Numerous evidences have highlighted the efficient role of dexmedetomidine (DEX) in multi-organ protection. In the present study, the neuroprotective role of DEX on cerebral ischemic injury and the underlining signaling mechanisms were explored. In order to simulate cerebral ischemic injury, we performed middle cerebral artery occlusion in mice and oxygen-glucose deprivation in neurons. Immunohistochemistry, Western blot analysis, and RT-qPCR were used to examine expression of HDAC5, NPAS4, MDM2, and PSD-95 in hippocampus tissues of MCAO mice and OGD-treated neurons. MCAO mice received treatment with DEX and sh-PSD-95, followed by neurological function evaluation, behavioral test, infarct volume detection by TTC staining, and apoptosis by TUNEL staining. Additionally, gain- and loss-of-function approaches were conducted in OGD-treated neuron after DEX treatment. Cell viability and apoptosis were assessed with the application of CCK-8 and flow cytometry. The interaction between MDM2 and PSD-95 was evaluated using Co-IP assay, followed by ubiquitination of PSD-95 detection. As per the results, HDAC5 and MDM2 were abundantly expressed, while NPAS4 and PSD-95 were poorly expressed in hippocampus tissues of MCAO mice and OGD-treated neurons. DEX elevated viability, and reduced LDH leakage rate and apoptosis rate of OGD-treated neurons, which was reversed following the overexpression of HDAC5. Moreover, HDAC5 augmented MDM2 expression via NPAS4 inhibition. MDM2 induced PSD-95 ubiquitination and degradation. In MCAO mice, DEX improved neurological function and behaviors and decreased infarct volume and apoptosis, which was negated as a result of PSD-95 silencing. DEX plays a neuroprotective role against cerebral ischemic injury by disrupting MDM2-induced PSD-95 ubiquitination and degradation via HDAC5 and NPAS4.

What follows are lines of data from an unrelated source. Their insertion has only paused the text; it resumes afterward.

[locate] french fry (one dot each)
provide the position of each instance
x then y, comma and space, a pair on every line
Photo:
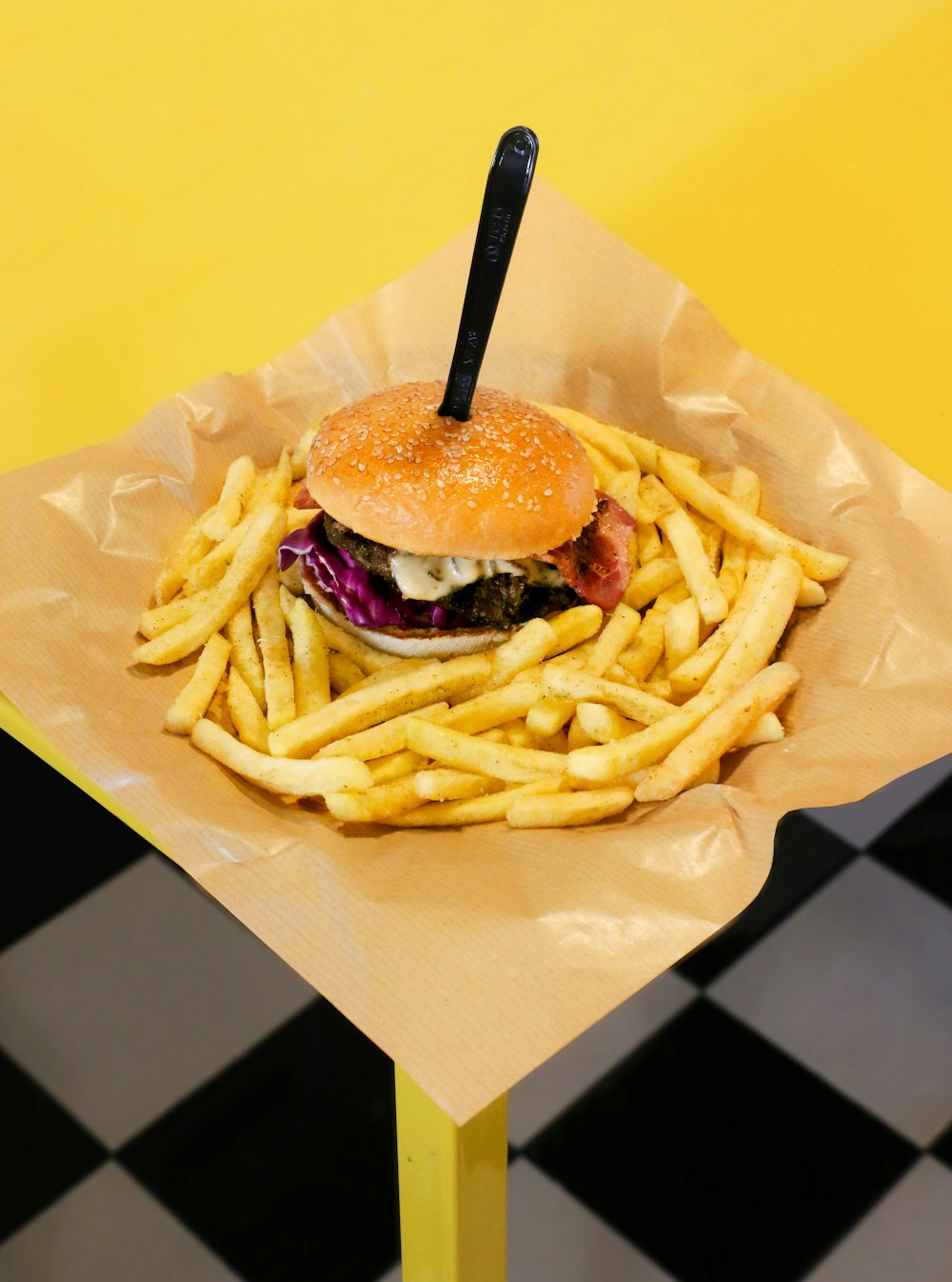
218, 711
603, 467
615, 636
344, 673
567, 809
607, 763
760, 631
240, 631
256, 551
766, 730
276, 659
647, 541
630, 701
486, 809
648, 644
385, 770
548, 714
189, 549
695, 563
744, 490
382, 740
700, 493
604, 725
575, 736
446, 785
270, 488
571, 719
691, 673
160, 618
391, 670
682, 632
281, 774
655, 499
718, 732
574, 626
378, 804
230, 501
248, 718
529, 647
467, 752
310, 660
192, 700
811, 592
404, 693
359, 651
492, 708
648, 581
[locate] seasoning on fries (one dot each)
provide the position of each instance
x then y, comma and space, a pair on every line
597, 633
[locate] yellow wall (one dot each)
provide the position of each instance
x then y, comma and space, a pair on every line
193, 186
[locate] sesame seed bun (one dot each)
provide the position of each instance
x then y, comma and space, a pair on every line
510, 482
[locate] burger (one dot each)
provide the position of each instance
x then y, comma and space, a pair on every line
436, 537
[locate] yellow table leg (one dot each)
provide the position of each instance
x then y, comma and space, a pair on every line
452, 1190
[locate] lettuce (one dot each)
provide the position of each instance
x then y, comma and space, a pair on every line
367, 599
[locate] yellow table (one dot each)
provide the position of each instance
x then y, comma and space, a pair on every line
193, 186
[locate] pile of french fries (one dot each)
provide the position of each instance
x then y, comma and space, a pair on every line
573, 719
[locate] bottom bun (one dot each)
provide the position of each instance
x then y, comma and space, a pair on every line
417, 644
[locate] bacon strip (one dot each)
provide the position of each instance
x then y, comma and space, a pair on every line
597, 563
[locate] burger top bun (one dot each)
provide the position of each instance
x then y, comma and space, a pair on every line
508, 482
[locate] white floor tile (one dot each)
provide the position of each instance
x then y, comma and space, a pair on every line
551, 1237
136, 995
550, 1089
862, 822
108, 1230
904, 1238
858, 985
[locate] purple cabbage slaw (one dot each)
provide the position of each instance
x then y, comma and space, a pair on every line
367, 599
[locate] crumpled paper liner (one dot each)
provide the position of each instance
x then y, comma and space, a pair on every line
470, 956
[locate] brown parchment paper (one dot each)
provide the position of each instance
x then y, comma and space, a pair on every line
473, 955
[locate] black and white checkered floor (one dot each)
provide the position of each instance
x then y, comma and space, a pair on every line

大量证据强调了右美托咪定 (DEX) 在多器官保护中的有效作用。在本研究中，探讨了 DEX 对脑缺血损伤的神经保护作用和重要的信号传导机制。为了模拟脑缺血损伤，我们在小鼠中进行了大脑中动脉闭塞和在神经元中进行氧糖剥夺。免疫组织化学、蛋白质印迹分析和 RT-qPCR 用于检查 HDAC5、NPAS4、MDM2 和 PSD-95 在 MCAO 小鼠和 OGD 处理的神经元的海马组织中的表达。MCAO 小鼠接受 DEX 和 sh-PSD-95 治疗，随后进行神经功能评估、行为测试、TTC 染色检测梗死体积，TUNEL 染色检测细胞凋亡。此外，在 DEX 治疗后，在 OGD 治疗的神经元中进行了功能获得和功能丧失的方法。使用CCK-8和流式细胞术评估细胞活力和细胞凋亡。MDM2 和 PSD-95 之间的相互作用使用 Co-IP 测定进行评估，然后是 PSD-95 检测的泛素化。根据结果​​，HDAC5 和 MDM2 在 MCAO 小鼠的海马组织和 OGD 处理的神经元中大量表达，而 NPAS4 和 PSD-95 表达很少。DEX 提高了 OGD 处理神经元的活力，并降低了 LDH 泄漏率和凋亡率，这在 HDAC5 过表达后逆转。此外，HDAC5 通过抑制 NPAS4 增强了 MDM2 的表达。MDM2 诱导 PSD-95 泛素化和降解。在 MCAO 小鼠中，DEX 改善神经功能和行为，减少梗死体积和细胞凋亡，由于 PSD-95 沉默而被否定。DEX 通过 HDAC5 和 NPAS4 破坏 MDM2 诱导的 PSD-95 泛素化和降解，从而对脑缺血损伤发挥神经保护作用。